Any Tecton object can be defined and validated in a notebook. We call these definitions "local objects". This can be helpful to help develop and validate Tecton Feature Views without needing to go back and forth between your notebook and Tecton repository.
Simply write the definition in a notebook cell and call ```.validate()``` on the object. Tecton will ensure the definition is correct and run automatic schema validations on feature pipelines.

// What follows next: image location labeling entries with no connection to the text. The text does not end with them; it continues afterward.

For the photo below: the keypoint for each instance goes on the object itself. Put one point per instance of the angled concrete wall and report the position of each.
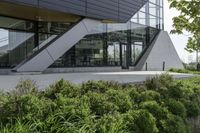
(161, 52)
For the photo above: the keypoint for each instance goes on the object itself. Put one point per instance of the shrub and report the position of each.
(176, 107)
(162, 104)
(140, 121)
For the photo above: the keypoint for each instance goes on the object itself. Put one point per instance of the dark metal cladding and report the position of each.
(115, 10)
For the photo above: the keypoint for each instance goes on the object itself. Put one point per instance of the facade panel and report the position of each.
(115, 10)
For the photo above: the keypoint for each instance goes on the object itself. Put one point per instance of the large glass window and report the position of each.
(151, 14)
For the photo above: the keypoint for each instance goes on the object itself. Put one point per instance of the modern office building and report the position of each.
(84, 35)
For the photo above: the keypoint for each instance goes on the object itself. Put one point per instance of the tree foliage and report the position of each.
(188, 20)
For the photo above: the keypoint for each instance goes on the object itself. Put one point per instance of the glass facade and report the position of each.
(118, 44)
(151, 14)
(21, 38)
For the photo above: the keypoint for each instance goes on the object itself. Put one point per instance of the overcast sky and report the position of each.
(179, 41)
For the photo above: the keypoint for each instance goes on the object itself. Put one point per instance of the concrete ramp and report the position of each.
(160, 55)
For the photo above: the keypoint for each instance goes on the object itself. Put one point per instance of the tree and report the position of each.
(188, 20)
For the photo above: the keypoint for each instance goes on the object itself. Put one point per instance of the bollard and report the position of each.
(163, 65)
(146, 66)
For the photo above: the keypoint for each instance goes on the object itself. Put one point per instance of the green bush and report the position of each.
(161, 104)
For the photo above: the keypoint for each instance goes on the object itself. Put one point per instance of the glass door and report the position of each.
(124, 56)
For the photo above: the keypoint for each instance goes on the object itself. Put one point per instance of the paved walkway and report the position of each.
(8, 82)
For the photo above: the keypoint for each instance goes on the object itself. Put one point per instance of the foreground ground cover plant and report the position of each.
(160, 105)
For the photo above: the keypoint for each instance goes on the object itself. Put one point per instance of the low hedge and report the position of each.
(161, 105)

💡 Local objects can depend on remote objects that are registered with Tecton workspaces. For example, in the below Batch Feature View, we will be use the `transactions` data source and the `fraud_user` entity that have already been pushed to Tecton.


In [9]:
# Retrieving remote objects from our workspace
transactions = ws.get_data_source('transactions')
user = ws.get_entity('fraud_user')

In [11]:
from tecton import batch_feature_view

@batch_feature_view(
    sources=[transactions],
    entities=[user],
    mode='snowflake_sql',
    online=True,
    batch_schedule=timedelta(days=1),
    ttl=timedelta(days=30),
    feature_start_time=datetime(2021, 5, 20),
    description='Last user transaction amount (batch calculated)'
)
def user_last_transaction_amount(transactions):
    return f'''
        SELECT
            USER_ID,
            AMT,
            TIMESTAMP
        FROM
            {transactions}
        '''

user_last_transaction_amount.validate()

BatchFeatureView 'user_last_transaction_amount': Validating 1 of 3 dependencies. (2 already validated)
    Transformation 'user_last_transaction_amount': Successfully validated.
BatchFeatureView 'user_last_transaction_amount': Successfully validated.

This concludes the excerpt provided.